Final Property Option Payment
The Company paid $5,000 in cash and issued 50,000 shares on April 23, 2021 in connection with the final anniversary payment for six claims.
About Jaxon Mining Inc.
Jaxon Mining is a Canadian-based exploration and development company pursuing the discoveries of commercial scale and grade Cu, Au, Ag, polymetallic projects. Jaxon focuses on overlooked and underexplored targets with deeper intervals that have not been identified or adequately explored; in areas that often have not been systematically mapped, modeled or drilled. Jaxon is currently focused on the Skeena Arch, an exceptionally orogenic and metallogenic area, in one of the most richly endowed terrains in British Columbia. The Company is preparing its 2021 drilling program to test the Netalzul Mountain and Red Springs projects on its 100% controlled Hazelton property.

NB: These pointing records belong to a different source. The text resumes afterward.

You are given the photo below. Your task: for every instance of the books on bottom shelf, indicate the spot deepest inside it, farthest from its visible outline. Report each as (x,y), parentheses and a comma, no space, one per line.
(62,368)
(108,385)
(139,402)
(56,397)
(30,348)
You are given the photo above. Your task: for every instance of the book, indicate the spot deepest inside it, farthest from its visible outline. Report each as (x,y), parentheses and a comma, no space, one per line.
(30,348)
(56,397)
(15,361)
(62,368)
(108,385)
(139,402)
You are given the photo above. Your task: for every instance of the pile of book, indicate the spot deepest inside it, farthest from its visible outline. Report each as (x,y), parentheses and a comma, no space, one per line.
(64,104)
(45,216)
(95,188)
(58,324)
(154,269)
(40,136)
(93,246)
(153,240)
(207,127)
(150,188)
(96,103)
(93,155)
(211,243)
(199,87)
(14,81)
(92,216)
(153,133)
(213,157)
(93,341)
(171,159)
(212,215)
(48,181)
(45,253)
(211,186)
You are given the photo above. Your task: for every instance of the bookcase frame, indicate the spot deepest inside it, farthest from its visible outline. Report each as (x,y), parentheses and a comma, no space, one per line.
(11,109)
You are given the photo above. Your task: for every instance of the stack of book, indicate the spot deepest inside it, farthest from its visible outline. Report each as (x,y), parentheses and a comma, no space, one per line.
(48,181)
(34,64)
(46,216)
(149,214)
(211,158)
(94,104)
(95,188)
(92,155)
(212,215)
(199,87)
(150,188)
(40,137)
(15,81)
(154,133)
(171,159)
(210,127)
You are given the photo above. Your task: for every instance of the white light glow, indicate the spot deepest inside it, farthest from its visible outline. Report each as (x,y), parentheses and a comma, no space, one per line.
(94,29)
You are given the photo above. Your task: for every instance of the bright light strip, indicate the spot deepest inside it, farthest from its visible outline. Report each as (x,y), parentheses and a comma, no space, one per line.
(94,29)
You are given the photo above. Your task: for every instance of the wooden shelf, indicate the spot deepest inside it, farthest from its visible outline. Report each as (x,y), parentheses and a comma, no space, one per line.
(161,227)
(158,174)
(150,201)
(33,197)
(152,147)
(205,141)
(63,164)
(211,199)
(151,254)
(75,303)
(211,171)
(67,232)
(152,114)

ON BEHALF OF THE BOARD OF DIRECTORS
JAXON MINING INC.
“John King Burns”
John King Burns, Chairman
For more information please contact:
Kaye Wynn Consulting
This news release may contain forward-looking information, which is not comprised of historical facts. Forward-looking information involves risks, uncertainties and other factors that could cause actual events, results, performance, prospects and opportunities to differ materially from those expressed or implied by such forward-looking information. Forward-looking information in this news release may include, but is not limited to, the Company's objectives, goals or future plans. Factors that could cause actual results to differ materially from such forward-looking information include, but are not limited to, those risks set out in the Company's public documents filed on SEDAR. Although the Company believes that the assumptions and factors used in preparing the forward-looking information in this news release are reasonable, undue reliance should not be placed on such information, which only applies as of the date of this news release, and no assurance can be given that such events will occur in the disclosed time frames, or at all. The Company disclaims any intention or obligation to update or revise any forward-looking information, whether as a result of new information, future events or otherwise, other than as required by law. Neither TSX Venture exchange nor its Regulations Services Provider (as that term is defined in the policies of the TSX Venture Exchange) accepts responsibility for the adequacy or accuracy of this release.